For two-color holographic recording, the reference and signal beams are fixed to a particular wavelength (green, red or IR) and the sensitizing/gating beam is a separate, shorter wavelength (blue or UV). The sensitizing/gating beam is used to sensitize the material before and during the recording process, while the information is recorded in the crystal via the reference and signal beams. It is shone intermittently on the crystal during the recording process for measuring the diffracted beam intensity. Readout is achieved by illumination with the reference beam alone. Hence the readout beam with a longer wavelength would not be able to excite the recombined electrons from the deep trap centers during readout, as they need the sensitizing light with shorter wavelength to erase them.
Usually, for two-color holographic recording, two different dopants are required to promote trap centers, which belong to transition metal and rare earth elements and are sensitive to certain wavelengths. By using two dopants, more trap centers would be created in the Lithium niobate crystal. Namely a shallow and a deep trap would be created. The concept now is to use the sensitizing light to excite electrons from the deep trap farther from the valence band to the conduction band and then to recombine at the shallow traps nearer to the conduction band. The reference and signal beam would then be used to excite the electrons from the shallow traps back to the deep traps. The information would hence be stored in the deep traps. Reading would be done with the reference beam since the electrons can no longer be excited out of the deep traps by the long wavelength beam.
For a doubly doped LiNbO3 crystal there exists an optimum oxidation/reduction state for desired performance. This optimum depends on the doping levels of shallow and deep traps as well as the annealing conditions for the crystal samples. This optimum state generally occurs when 95 – 98% of the deep traps are filled. In a strongly oxidized sample holograms cannot be easily recorded and the diffraction efficiency is very low. This is because the shallow trap is completely empty and the deep trap is also almost devoid of electrons. In a highly reduced sample on the other hand, the deep traps are completely filled and the shallow traps are also partially filled.

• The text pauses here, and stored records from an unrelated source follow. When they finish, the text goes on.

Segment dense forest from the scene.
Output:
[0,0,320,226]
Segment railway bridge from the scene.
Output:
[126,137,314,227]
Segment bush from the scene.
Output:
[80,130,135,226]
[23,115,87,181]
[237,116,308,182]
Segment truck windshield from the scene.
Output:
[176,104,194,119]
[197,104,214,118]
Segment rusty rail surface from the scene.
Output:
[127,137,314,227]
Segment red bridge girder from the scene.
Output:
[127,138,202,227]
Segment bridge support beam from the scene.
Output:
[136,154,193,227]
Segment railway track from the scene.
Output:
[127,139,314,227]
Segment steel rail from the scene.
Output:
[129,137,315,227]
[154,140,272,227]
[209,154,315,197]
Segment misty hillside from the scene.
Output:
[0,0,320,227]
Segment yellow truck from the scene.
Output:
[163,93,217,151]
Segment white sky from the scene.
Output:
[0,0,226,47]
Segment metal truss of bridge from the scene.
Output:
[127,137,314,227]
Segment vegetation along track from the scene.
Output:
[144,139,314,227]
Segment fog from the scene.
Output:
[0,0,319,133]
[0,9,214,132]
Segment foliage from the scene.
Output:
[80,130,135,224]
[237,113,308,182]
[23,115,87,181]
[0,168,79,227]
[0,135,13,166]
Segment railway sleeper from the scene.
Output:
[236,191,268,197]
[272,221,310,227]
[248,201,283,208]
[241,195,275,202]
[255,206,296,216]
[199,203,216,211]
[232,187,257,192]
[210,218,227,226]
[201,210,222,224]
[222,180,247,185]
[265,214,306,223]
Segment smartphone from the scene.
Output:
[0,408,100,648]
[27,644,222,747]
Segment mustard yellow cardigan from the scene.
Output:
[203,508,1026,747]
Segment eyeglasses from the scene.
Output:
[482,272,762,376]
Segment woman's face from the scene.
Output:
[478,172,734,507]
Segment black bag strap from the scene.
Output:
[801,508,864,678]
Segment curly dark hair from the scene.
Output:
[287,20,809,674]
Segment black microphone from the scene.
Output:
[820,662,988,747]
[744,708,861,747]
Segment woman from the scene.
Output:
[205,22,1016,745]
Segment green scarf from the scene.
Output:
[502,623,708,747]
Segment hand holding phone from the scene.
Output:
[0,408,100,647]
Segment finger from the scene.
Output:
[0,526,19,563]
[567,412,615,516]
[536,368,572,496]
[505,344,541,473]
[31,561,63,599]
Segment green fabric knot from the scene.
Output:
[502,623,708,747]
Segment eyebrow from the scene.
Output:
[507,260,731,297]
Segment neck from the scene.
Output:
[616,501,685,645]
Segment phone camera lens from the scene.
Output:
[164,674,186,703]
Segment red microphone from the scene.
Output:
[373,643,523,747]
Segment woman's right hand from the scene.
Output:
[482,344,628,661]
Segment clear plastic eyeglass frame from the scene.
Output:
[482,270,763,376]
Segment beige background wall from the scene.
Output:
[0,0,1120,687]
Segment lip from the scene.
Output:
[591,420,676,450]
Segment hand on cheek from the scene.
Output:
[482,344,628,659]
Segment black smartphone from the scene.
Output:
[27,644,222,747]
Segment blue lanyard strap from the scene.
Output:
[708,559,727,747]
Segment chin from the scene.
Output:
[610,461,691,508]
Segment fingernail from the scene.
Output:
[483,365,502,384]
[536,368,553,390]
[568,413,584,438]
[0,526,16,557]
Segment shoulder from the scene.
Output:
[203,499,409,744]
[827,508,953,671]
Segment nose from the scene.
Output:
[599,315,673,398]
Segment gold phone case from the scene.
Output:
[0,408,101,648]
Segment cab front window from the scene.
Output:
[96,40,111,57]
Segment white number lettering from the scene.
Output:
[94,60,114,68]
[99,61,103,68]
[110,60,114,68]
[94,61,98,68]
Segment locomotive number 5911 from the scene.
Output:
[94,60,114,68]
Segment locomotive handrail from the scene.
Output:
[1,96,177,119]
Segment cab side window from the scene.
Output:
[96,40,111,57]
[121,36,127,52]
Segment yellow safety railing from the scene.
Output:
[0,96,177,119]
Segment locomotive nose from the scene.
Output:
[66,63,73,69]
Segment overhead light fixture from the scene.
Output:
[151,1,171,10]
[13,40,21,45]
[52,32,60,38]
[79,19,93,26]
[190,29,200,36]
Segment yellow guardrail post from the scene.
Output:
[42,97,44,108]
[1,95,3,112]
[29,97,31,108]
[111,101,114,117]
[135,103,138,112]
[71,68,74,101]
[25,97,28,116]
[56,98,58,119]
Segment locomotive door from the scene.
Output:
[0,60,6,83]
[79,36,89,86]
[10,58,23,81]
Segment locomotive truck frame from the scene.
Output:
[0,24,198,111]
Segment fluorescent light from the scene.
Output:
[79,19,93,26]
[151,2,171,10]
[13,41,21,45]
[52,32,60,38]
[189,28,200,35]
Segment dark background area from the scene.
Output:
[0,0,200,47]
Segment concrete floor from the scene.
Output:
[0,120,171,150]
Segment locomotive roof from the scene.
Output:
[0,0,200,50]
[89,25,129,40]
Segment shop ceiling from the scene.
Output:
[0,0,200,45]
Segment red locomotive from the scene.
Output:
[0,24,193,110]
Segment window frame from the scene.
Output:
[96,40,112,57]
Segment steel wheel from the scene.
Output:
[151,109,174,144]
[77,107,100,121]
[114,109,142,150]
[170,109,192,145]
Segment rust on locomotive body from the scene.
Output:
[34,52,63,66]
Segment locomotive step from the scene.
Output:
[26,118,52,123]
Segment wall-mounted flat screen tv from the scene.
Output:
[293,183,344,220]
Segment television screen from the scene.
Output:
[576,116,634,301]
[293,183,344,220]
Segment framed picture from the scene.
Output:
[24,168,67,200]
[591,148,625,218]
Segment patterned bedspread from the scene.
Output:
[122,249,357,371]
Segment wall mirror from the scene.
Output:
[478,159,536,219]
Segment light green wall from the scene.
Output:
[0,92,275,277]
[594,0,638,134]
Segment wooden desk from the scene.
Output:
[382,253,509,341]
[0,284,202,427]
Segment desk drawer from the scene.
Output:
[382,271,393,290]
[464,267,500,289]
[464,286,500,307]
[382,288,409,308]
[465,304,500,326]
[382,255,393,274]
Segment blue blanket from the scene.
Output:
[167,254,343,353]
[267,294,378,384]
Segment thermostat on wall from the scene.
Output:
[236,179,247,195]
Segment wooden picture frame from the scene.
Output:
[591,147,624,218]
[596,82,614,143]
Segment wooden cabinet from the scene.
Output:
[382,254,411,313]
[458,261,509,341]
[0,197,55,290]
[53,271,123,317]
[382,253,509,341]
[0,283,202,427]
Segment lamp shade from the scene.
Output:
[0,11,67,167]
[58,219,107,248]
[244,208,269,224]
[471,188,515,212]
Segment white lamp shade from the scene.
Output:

This results in very good sensitivity (fast recording) and high diffraction efficiency due to the availability of electrons in the shallow traps. However during readout, all the deep traps get filled quickly and the resulting holograms reside in the shallow traps where they are totally erased by further readout. Hence after extensive readout the diffraction efficiency drops to zero and the hologram stored cannot be fixed.
The three main companies involved in developing holographic memory, as of 2002, were InPhase, Polaroid spinoff Aprilis, and Optware of Japan. Although holographic memory has been discussed since the 1960s, and has been touted for near-term commercial application at least since 2001, it has yet to convince critics that it can find a viable market. As of 2002, planned holographic products did not aim to compete head to head with hard drives, but instead to find a market niche based on virtues such as speed of access.
It is believed that Nintendo will be the first video game console maker to implement holographic data storage due to the recent uncovering of a Joint Research Agreement (a written contract, grant, or cooperative agreement entered into by two or more persons or entities for the performance of experimental, developmental, or research work in the field of the claimed invention) between InPhase and Nintendo.
Nintendo is also mentioned in the patent as a joint applicant: "... disclosure is herein made that the claimed invention was made pursuant to a Joint Research Agreement as defined in 35 U.S.C. 103 (c)(3), that was in effect on or before the date the claimed invention was made, and as a result of activities undertaken within the scope of the Joint Research Agreement, by or on the behalf of Nintendo Co., and InPhase Technologies, Inc."